Even the sports weekly L’Equipe pays glowing tribute to John Paul II. The journal claims that Karol Wojtyla may have developed the skills of guardian angel from his love for sports. It recalls that he was already the talented goalkeeper of his school football team with a reputation that extended beyond his hometown way back in 1936.
L’Express looks ahead to the beatification, noting that there has been some criticism within the church hierarchy of the rush to canonize John Paul II just six years after his death. Dissenting voices wanted more time to investigate the candidate’s qualification for sainthood. The magazine explains that Pope Benedict the XVI has staked his personality to get the process underway. The Vatican has compiled a solid file to back the popular clamour for beatification, arguing that it is the man, the outstanding figure, and not the pope who is being canonized.
French President Nicholas Sarkozy is the cover story in this week’s Le Point, for another week running as it continues its examination of his four years in office. The right-leaning magazine takes a swipe at the so-called friends of Le Fouquet’s, the posh Parisian restaurant where Sarkozy threw his victory party four years ago. Le Point carried out an investigation to find out 'who is who' in the president’s inner circle. It reports that some 50 politicians, prominent business figures and celebrities belong to the exclusive club. The magazine tells all about those who have profited from Sarkozy’s friendship and what they earned from it. According to Le Point, they are part of a small privileged cast who, on the night of Sarkozy’s victory, found themselves at the centre of a new fantasy world of “demi-gods” protected and favoured by the monarch himself.
L’Express begins a special coverage to marks the 30th anniversary of François Mitterrand’s accession to power in 1981.The conservative journal gathered testimonies from personalities who played key roles during Mitterrand’s 14 years in power, and marvels at the quantity of valuable material which hasn’t been brought into the public domain The magazine reviews a flurry of new books offering various depictions of the time by some of Mitterrand’s closest aides – notably the just-released thriller titled 'Blows and Injuries' by Mitterrand’s long time friend and foreign minister Roland Dumas..

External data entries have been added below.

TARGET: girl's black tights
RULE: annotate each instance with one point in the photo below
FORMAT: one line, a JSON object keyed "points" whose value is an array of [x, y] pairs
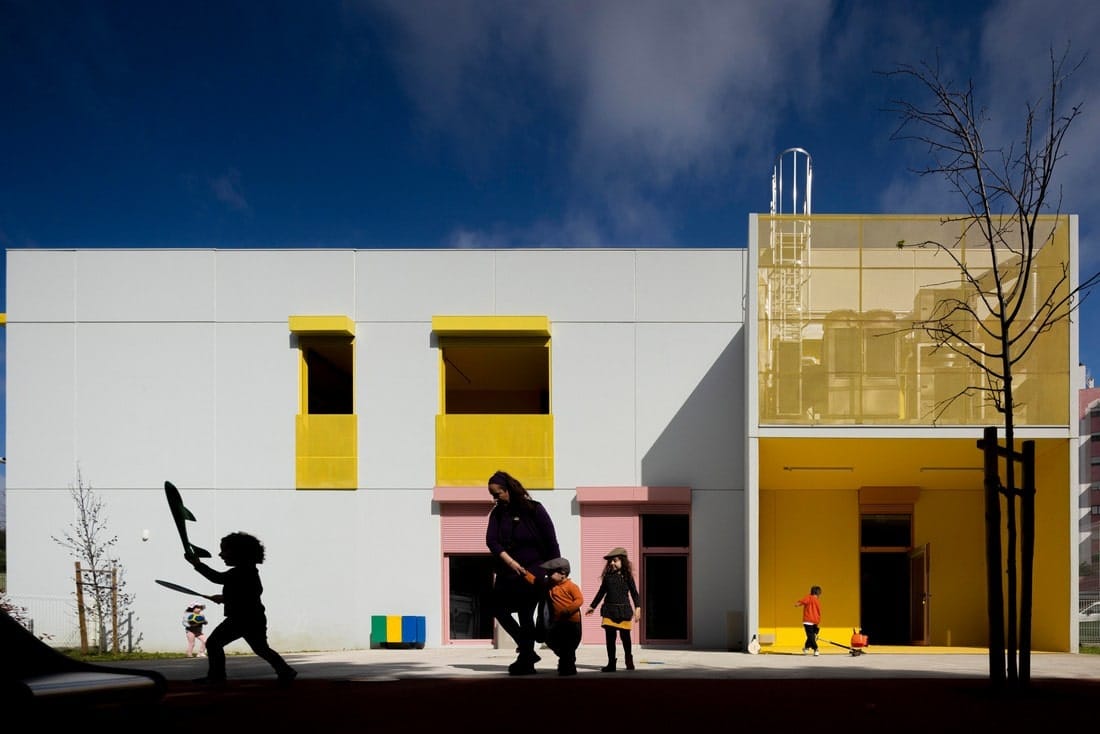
{"points": [[609, 636]]}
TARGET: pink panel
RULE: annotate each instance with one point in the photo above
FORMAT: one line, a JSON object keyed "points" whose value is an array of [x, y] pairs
{"points": [[463, 527], [603, 528], [608, 495]]}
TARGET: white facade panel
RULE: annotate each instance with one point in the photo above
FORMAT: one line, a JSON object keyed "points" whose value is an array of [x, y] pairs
{"points": [[691, 285], [717, 570], [273, 285], [194, 378], [567, 285], [399, 566], [416, 285], [145, 403], [593, 402], [397, 400], [41, 285], [690, 425], [144, 285], [41, 446], [256, 404]]}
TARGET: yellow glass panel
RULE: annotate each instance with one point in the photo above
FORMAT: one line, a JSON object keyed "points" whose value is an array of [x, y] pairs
{"points": [[327, 451], [469, 448], [839, 306]]}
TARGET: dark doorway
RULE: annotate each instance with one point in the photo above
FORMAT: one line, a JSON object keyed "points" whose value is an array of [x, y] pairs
{"points": [[883, 596], [664, 578], [471, 581]]}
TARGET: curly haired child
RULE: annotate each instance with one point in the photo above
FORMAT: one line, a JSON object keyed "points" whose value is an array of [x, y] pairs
{"points": [[617, 584], [244, 613]]}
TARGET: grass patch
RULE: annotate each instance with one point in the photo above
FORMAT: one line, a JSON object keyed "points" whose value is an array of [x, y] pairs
{"points": [[116, 657]]}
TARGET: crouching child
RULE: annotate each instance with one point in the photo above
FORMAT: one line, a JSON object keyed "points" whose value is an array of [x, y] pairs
{"points": [[563, 628]]}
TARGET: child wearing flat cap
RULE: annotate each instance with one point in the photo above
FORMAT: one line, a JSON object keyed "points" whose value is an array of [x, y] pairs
{"points": [[563, 631]]}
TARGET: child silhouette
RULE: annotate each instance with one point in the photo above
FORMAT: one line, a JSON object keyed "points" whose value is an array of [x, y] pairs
{"points": [[244, 613]]}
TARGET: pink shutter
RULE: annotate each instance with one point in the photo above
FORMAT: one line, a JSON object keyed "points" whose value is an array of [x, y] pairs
{"points": [[603, 527]]}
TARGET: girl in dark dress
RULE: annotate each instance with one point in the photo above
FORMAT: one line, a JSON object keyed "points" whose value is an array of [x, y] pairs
{"points": [[617, 590]]}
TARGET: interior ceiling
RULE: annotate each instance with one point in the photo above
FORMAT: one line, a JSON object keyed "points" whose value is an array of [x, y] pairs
{"points": [[844, 463]]}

Le Nouvel Observateur looks at the military intervention in Libya warning that the debate about France’s role in the conflict has been eclipsed. The left-leaning journal says it is France that initiated the UN resolution authorising the airstrikes against the Libyan regime to prevent the massacre of civilians. The magazine claims that six weeks after the launch of the operation, the raids have fallen short of meeting that objective. Le Nouvel Observateur argues that the government must now explain why it took France to such a war. The journal is stunned by the silence of politicians and the absence of any debate about why the government took France to war in Libya at the first place.
L’Express sampled the opinion of an ex-French envoy to Tripoli Patrick Haimzadeh . The author of a new book titled “In the Heart of Kadhafi’s Libya”, blames the allies for pushing the rebellion to adopt a combat strategy that is incompatible with the military situation on the ground. Haimzadeh tells the magazine that bombs and airstrikes won’t win the war. The allied operation, he says, was sheer gesticulation driven more by emotions rather than by any determined policy.